TheWarySwan · 13/03/2025 06:46

Can I ask why they wouldn't care about the history? A man who has shown his lack of commitment to his child won't count for anything?

OP posts:
laura1085 · 13/03/2025 06:50

TheWarySwan · 13/03/2025 06:46

Can I ask why they wouldn't care about the history? A man who has shown his lack of commitment to his child won't count for anything?

You were okay with it when it suited you though OP? You must have been pregnant within months of him leaving his baby.

Anyway. No, they won't care. It's nothing to do with the current situation and your current children. All they will care about is if he wants to have the children, and the children are safe with him.

It's normal for parents to use wrap around care and holiday clubs, it's not a reason to not have shared care.

MuckFusk · 13/03/2025 17:45

TheWarySwan · 13/03/2025 06:46

Can I ask why they wouldn't care about the history? A man who has shown his lack of commitment to his child won't count for anything?

They are not going to make predictions about what he might do based on him not seeing his child from another relationship. He might do a lot of things, but you have to wait until he does them for the legal system to get involved. This is about your case and your case alone. Even if they would take it into account, he had you believing it was the ex's fault, right? He could just use the same excuse and you couldn't prove he was lying.

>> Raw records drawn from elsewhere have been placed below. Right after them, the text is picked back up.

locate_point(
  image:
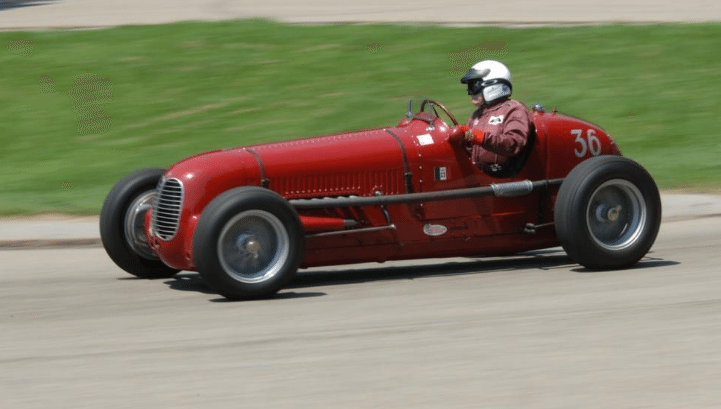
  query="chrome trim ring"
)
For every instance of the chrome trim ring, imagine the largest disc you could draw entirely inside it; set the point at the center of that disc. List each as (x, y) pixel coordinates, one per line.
(135, 225)
(253, 246)
(616, 215)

2025willbemytime · 13/03/2025 17:48

You've not been good enough?

I hope you're divorcing him and getting therapy. All sorts of reason why you need it..

He wants 50/50 so he doesn't have to cough up but he's threatening it to scare you. Just say ok and carry in with your life. He won't see them soon enough.

MuckFusk · 13/03/2025 17:50

laura1085 · 13/03/2025 06:50

You were okay with it when it suited you though OP? You must have been pregnant within months of him leaving his baby.

Anyway. No, they won't care. It's nothing to do with the current situation and your current children. All they will care about is if he wants to have the children, and the children are safe with him.

It's normal for parents to use wrap around care and holiday clubs, it's not a reason to not have shared care.

I have to say I agree with this to some degree. It does seem like she's conveniently ignored his lack of interest in the child until now. However, the mitigating factor is he did lie to her and say the ex made it too hard for him. Hopefully now she sees that this is someone who blames others for his failings, so he won't be able to fool her in future.